We left the café and in the freshly poured cement in front of the old Chamber of Deputies on Donceles Street, next to the house where the ancient widow of General Llorente and her niece Aura lived such a long time ago, we wrote out these words with our fingers. At the time, I had no idea they were your father’s answer to the Fagoaga coat of arms, how the Fagoagas attack Goths and Moors, how Fagoagas never lose. Quevedo hovers over us. He’s our poet.

It is burning ice, frozen fire,

a wound that pains but is not felt,

a dream of good, an evil right at hand,

a brief but tiring rest

.….

an imprisoned freedom

Then we heard the shouting, the whistles, the ratatatat, and the bombs, the boots running over the oldest cobblestones in Mexico, along that street now called Virgin Knights to the infinite confusion of Uncle H., who never did for the Castilian tongue what my Angel and I did to celebrate our meeting, leaving the signature of our love which cannot go beyond imprisoned freedom, and why bother deluding ourselves: we ran far away from the noise of the police, who could have been chasing us for having written a poem in the wet cement on Donceles, or perhaps they were chasing someone else for some other reason, but if they’d found us they would have grabbed us along with the rest (the rest? who are the rest in the Mexico of ’92?), spreading their persecution without asking questions.

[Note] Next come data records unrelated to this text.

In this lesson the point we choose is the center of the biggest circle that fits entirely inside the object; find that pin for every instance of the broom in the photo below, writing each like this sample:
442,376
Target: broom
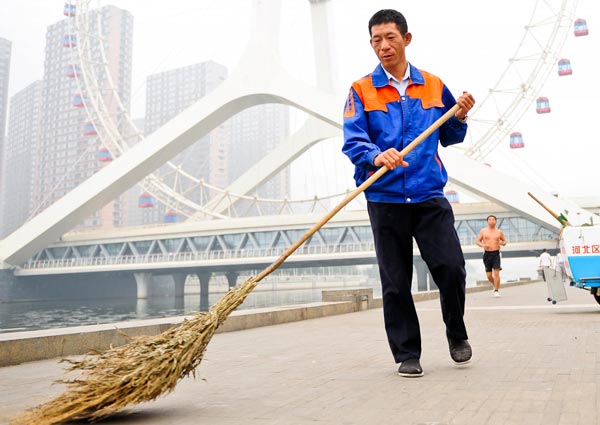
147,367
561,218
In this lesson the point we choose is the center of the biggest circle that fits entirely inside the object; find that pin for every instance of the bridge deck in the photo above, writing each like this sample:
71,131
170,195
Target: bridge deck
533,363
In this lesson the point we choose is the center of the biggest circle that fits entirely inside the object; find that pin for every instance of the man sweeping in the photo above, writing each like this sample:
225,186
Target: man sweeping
384,112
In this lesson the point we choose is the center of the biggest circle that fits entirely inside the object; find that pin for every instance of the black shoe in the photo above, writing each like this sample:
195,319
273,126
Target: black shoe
460,350
410,368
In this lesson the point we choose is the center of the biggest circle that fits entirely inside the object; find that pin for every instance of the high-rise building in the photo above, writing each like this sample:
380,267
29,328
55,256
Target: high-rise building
228,151
5,48
66,153
23,132
168,93
254,133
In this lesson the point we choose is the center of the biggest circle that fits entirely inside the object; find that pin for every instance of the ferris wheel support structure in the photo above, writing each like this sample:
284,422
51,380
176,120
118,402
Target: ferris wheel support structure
521,81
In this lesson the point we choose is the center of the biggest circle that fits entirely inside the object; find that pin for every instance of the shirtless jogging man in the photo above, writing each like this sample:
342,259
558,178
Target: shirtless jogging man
490,239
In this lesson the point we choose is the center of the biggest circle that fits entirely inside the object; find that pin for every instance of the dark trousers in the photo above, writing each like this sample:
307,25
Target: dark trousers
431,223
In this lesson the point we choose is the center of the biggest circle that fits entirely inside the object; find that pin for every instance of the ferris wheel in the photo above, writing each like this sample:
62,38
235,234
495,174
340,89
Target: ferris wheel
520,83
185,195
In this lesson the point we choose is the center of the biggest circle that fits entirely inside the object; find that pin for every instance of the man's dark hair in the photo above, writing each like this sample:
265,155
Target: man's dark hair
385,16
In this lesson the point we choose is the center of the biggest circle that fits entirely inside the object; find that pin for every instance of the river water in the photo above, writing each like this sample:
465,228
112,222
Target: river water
26,316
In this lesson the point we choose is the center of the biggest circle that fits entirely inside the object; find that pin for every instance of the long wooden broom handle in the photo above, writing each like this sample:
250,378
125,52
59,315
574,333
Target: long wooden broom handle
552,213
354,194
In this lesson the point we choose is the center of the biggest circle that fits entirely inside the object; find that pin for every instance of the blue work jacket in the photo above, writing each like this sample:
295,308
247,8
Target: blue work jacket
377,118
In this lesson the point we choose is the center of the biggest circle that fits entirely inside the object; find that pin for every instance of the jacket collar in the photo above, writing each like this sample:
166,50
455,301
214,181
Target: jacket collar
379,77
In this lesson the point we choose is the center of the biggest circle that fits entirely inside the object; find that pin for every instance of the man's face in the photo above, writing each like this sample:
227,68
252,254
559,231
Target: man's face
388,44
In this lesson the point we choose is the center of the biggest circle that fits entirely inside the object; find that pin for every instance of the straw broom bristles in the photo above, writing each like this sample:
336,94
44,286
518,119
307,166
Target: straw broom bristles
148,367
139,371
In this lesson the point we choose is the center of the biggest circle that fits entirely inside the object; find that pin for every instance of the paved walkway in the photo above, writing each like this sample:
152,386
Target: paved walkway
534,363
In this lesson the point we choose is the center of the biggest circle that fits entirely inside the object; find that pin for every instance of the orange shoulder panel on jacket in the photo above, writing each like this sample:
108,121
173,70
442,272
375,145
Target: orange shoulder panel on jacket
430,93
350,108
373,98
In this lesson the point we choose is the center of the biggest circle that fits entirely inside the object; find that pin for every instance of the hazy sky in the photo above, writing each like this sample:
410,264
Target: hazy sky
466,42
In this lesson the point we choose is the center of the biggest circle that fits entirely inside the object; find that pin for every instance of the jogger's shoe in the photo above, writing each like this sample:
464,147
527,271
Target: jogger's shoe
410,368
460,350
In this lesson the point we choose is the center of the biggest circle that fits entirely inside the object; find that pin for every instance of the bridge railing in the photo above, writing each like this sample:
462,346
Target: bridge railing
215,255
196,256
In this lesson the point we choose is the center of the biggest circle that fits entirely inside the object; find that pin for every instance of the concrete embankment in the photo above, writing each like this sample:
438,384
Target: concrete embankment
20,347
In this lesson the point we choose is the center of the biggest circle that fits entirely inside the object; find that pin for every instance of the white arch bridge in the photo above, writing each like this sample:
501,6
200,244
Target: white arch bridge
32,251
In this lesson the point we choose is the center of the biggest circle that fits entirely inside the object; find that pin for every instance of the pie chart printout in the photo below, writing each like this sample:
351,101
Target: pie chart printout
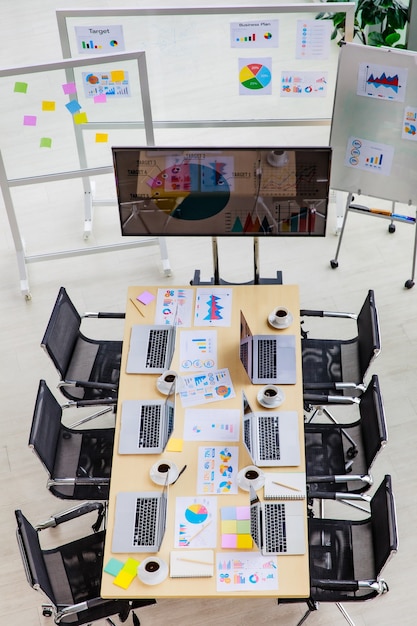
255,76
196,513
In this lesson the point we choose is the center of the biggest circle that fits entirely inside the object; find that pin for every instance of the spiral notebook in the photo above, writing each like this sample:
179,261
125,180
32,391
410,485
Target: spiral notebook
191,564
285,486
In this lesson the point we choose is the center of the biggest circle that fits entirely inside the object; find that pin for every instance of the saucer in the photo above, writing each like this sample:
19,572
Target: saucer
244,483
273,405
272,322
159,478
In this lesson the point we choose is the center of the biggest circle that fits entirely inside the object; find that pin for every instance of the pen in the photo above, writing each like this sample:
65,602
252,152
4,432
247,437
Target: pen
137,307
286,486
181,471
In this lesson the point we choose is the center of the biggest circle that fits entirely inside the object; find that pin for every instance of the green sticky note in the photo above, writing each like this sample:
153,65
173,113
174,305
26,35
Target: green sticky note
20,87
46,142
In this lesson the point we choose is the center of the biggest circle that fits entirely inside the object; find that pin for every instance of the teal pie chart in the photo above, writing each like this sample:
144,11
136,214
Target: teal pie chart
196,514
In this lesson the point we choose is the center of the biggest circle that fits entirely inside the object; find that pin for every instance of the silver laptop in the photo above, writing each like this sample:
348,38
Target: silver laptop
277,527
271,437
267,359
151,348
146,425
140,521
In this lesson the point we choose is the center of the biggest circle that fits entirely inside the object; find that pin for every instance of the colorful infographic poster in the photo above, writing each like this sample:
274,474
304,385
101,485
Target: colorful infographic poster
383,82
99,39
254,34
195,522
243,571
217,469
369,156
304,84
255,77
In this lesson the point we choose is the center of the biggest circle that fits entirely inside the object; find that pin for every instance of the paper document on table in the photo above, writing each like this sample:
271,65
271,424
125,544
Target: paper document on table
203,388
246,571
211,424
198,350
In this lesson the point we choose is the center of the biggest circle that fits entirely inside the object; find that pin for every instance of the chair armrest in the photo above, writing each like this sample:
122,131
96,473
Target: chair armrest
105,315
72,513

The supreme law was once again Shoot first, ask questions later.

How could I forget the first thing Angeles told me over our Benito Juárez telephone circuit?

“Let’s never hurt each other. We’re all here together.”

“We’re invincible, baby.”

“I couldn’t say anything more spontaneous or truthful. I could only tell you because I don’t intend to be hurt by you. The others don’t matter to me.”

We ran fleeing from a threat that was all too real and yet absent at the same time, the worst kind, the threat that can both be and not be, strike or not strike, ask questions or not: we certainly did not have to be born, she and I, in the sixties to know that in Mexico the law remains, nunc et semper, the whim of whoever happens to be holding power. We ran to Fat St. Mary, far from the solitude of Virgin Knights, where we were saved by homeless squatters, by kids asleep on top of the hot grilles covering the subway vents next to the brotherly pelts of dogs with bloody noses. So, who told you, Ixcuintli, to go around sniffing the pavement? Around here the stones burn, but you and I, Angeles, left a sonnet by Quevedo written on the hot palm of the cement, and repression, immutable, stopped at the frontier of darkness and silence.

“Tell me, what language will the child speak?